Birth certificate; without the patina

  • Posted on October 25, 2014 at 3:56 pm

Suddenly I’m looking at a piece of very eco recycled letter paper, from a very eco recycled-paper envelope. It’s been addressed by hand, for my personal attention. Inside, it’s headed Passport Office. I’m puzzled. I changed my passport two and a half years ago. I’m almost ready to take offence at further hoops. I thought they were over. The compliments slip is signed ‘Kind regards, Leila’.

I hadn’t realised that the General Register Office is part of passports now. I flick the soft pages through. Like an offer with a prize, there is a draft certificate, ‘made out to you, the lucky winner (if you choose to enter)’. The recognition is a shock. I see my late father’s name first, then the registrar’s name that I recognise. The town is where I was born. My mother’s maiden name. My name. Girl.

3.1 Before we finalise your new record in the Gender Recognition Register, please tell us whether the details shown in the enclosed draft are accurate.

No! They aren’t inaccurate, not any more! (PS, can you make that 1966, not 1956? I feel 10 years younger)

I read it several times, taking it all in slowly. The real thing won’t be the same paper size as my old one. It won’t have the same signature ink. It won’t be almost 58 years old. No patina of age, unlike me. But if anyone asks for my birth certificate again, it won’t be any worse than someone who lost theirs and got a replacement. £9.25 for the piece of paper. Between £15,000 and £20,000 (to me) for the consequences of all the changes. The outcome: priceless.

Roll on a few days, and two letters are on my mat. One is HMRC saying that they received my ‘change of details’, and that my past records will be locked away, requiring special permission to access them. The other is my new birth certificate: ‘Certified to be a true copy of an entry … in the Register of Births’.

There is nothing else to do or say.

It’s like I can die in peace now I have a birth certificate. (It’s OK, not just yet!) But maybe you know what I feel. Settling, resolving, putting right, and they all lived happily ever after.
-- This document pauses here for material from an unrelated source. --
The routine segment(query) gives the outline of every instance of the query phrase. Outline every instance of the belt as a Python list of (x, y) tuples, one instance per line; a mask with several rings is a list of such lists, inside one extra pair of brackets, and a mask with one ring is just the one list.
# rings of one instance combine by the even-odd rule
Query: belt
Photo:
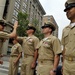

Will I keep the old one? Maybe. I haven’t the emotional need to set fire to it or shred it. Cremate it, ashes in a pot? Now there’s a thought …

Some things never go away

And yet.

Shadows remain. Not the old black dog, but things I can’t re-certify, memories and mental patterns that will take a long time to fade. Understanding that I may never be truly, intimately loved again in this life. Buttons that can still be pressed.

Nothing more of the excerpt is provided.